Afghanistan : crise et peur dans la population

Afghanistan : crise et peur dans la population

Face au chaos des évacuations à Kaboul et sous pression de ses alliés, Joe Biden a ouvert la porte à un maintien des soldats sur place au-delà de la date prévue du 31 août en évoquant « des discussions en cours » côté américain à ce sujet.

« Il y a des discussions en cours entre nous et l’armée au sujet de la prolongation. Nous espérons ne pas avoir à prolonger, mais il y aura des discussions, je suppose, sur l’état d’avancement du processus » d’évacuation, a déclaré le président américain dimanche soir, alors que Londres a annoncé la tenue mardi d’un sommet virtuel du G7 « pour des discussions urgentes sur l’Afghanistan ».

Dimanche, le chaos provoqué par l’afflux à l’aéroport de Kaboul de dizaines de milliers d’Afghans désespérés a causé la mort de sept personnes.

Depuis leur entrée dans Kaboul le 15 août, les islamistes tentent de convaincre la population qu’ils ont changé, affirmant que leur politique sera moins brutale que lorsqu’ils étaient à la tête du pays de 1996 à 2001. Mais cela n’endigue pas le flot de ceux qui ne croient pas en leurs promesses et veulent partir.

« L’Amérique, avec toute sa puissance et ses équipements […], a échoué à ramener l’ordre à l’aéroport.
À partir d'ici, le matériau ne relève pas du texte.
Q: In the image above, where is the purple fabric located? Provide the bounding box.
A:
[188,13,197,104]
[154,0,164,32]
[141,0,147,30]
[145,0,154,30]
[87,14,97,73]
Il y a la paix et le calme dans tout le pays, mais il n’y a que le chaos à l’aéroport de Kaboul […] Cela doit cesser le plus tôt possible » , a accusé dimanche un haut responsable taliban, Amir Khan Mutaqi.

 

Pour les talibans, des défis inattendus

Les témoignages offrent une image contrastée du retour des talibans, en fonction des milieux sociaux, des régions, des moyens financiers, des ethnies et des histoires personnelles.

Si l’aéroport de la capitale incarne, aux yeux du monde entier, le chaos qui règne actuellement dans le pays, la réalité est plus nuancée. La crainte du régime taliban et de la privation de liberté ainsi que les menaces directes sur vingt ans d’acquis pour les femmes afghanes cohabitent avec un profond soulagement, celui de voir quarante ans d’une guerre quasi ininterrompue prendre fin.

Symbole d’une forme de retour à la normale, dimanche, des camions parcouraient les rues de la capitale pour enlever les pièces en béton élevées depuis des années en hauts murs de protection autour des administrations, de la zone verte des ambassades et des carrefours stratégiques du centre-ville. Le Kaboul bunkérisé depuis quinze à vingt ans est appelé à disparaître.

Les talibans ont devant eux des défis inattendus. La ville, très étendue, n’a plus rien à voir avec celle qu’ils ont connue. Ils n’étaient pas préparés à une conquête si rapide du pays et, faute d’organisation, le contrôle de Kaboul n’est que très partiel.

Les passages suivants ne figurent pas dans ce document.